Debounce / batching: a debounce step waits a few seconds after each message and only the LAST message of a burst proceeds to the agent task — so a user firing 3 quick messages produces ONE task, not three. The agent is told the batchSize and should read trailing history and answer the whole burst in one reply. When >1 messages are collapsed, the user can be shown a "🧵 Got your N messages" note.
The agent-task triages like any other interaction; route heavier work to specialists via send-task (always include the WhatsApp source context so they can reply back).

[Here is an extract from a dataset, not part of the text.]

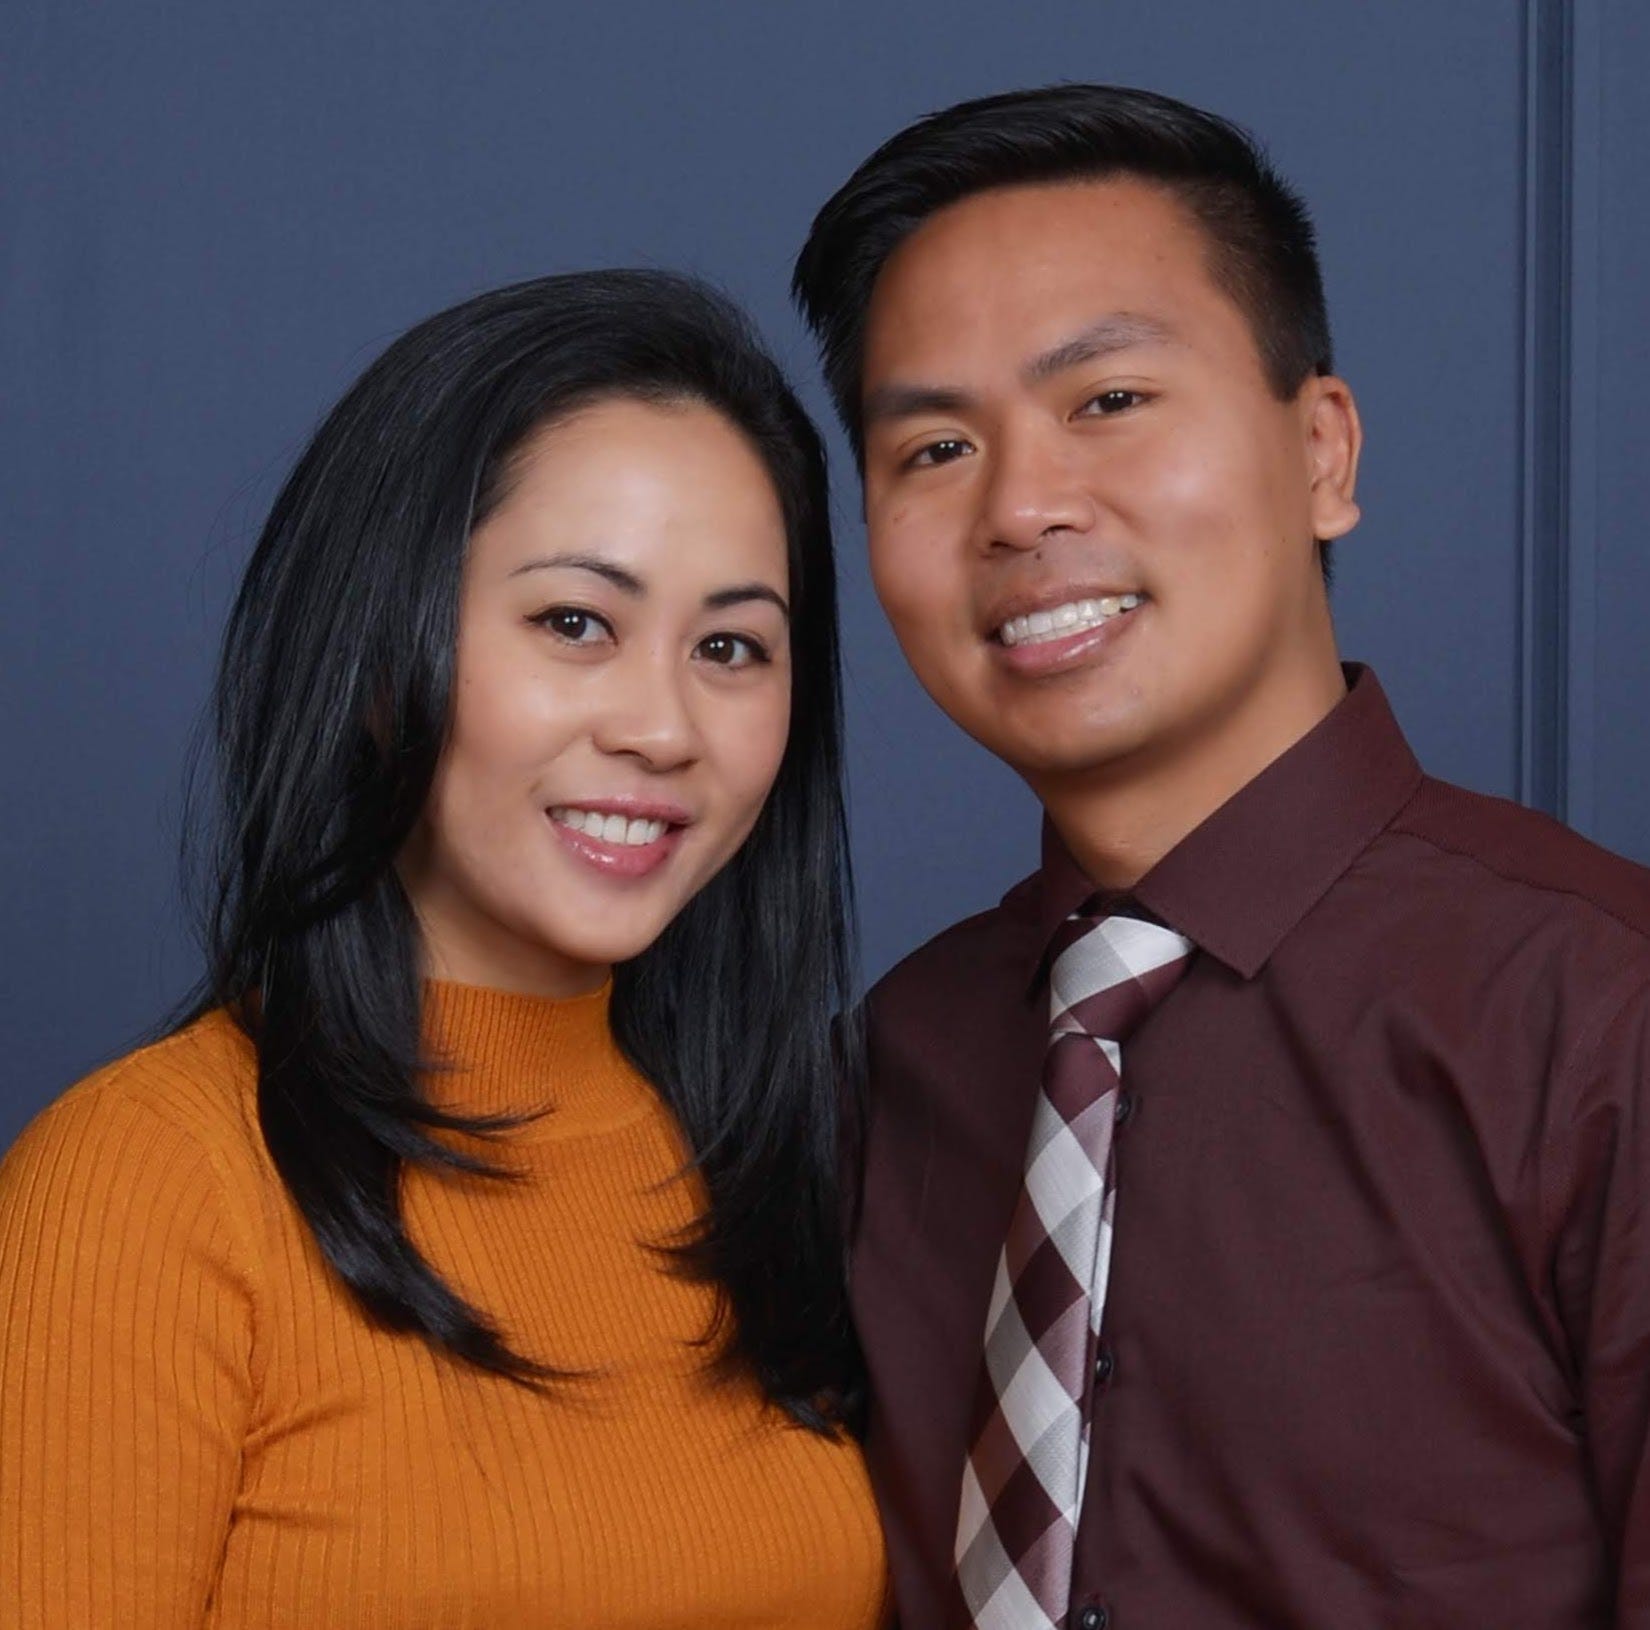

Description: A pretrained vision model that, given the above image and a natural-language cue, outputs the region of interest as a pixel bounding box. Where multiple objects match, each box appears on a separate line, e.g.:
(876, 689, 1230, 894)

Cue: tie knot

(1048, 911, 1194, 1045)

HMAC verification is enforced (signed mode) on both paths.
Common gotchas
- Phone numbers from Kapso are E.164 without
+ (e.g. 15551234567). Add + when displaying to humans, drop it when calling the API.
message.text.body is only present for type:"text". For other types read message.<type> (see the table above) or message.kapso.content for a text representation.
- Outbound status events (
delivered, read) are NOT a customer interaction — skip them. Filter by message.kapso.direction == "inbound".
- Real inbound messages commonly arrive with
status: "delivered" (delivered to the swarm). Do NOT skip on status — only direction signals inbound vs outbound.
- Kapso sometimes sends test payloads with
"test": true and wamid.TEST_* ids. Don't reply to test payloads — just complete the task with a note.
KAPSO_PHONE_NUMBER_ID is the swarm's own number, not the recipient's. The recipient is in message.from / conversation.phone_number.
- The message-list endpoint is
/platform/v1/whatsapp/messages?conversation_id=X — the conversation-scoped /conversations/<id>/messages path 404s.
- Wide images shrink — pad them, don't send as document.
type:image scales to bubble width; a wide social card becomes a strip. Sending it as type:document removes the preview entirely. Fix: pad onto a ~1:1/4:5 canvas and send as type:image. See "Sending media".
- MCP tools cover text-only.
send-whatsapp-message and reply-whatsapp-message are deliberately thin — templates / media / reactions / typing / mark-as-read are NOT in the tool surface. For those, use the REST recipes in this skill directly.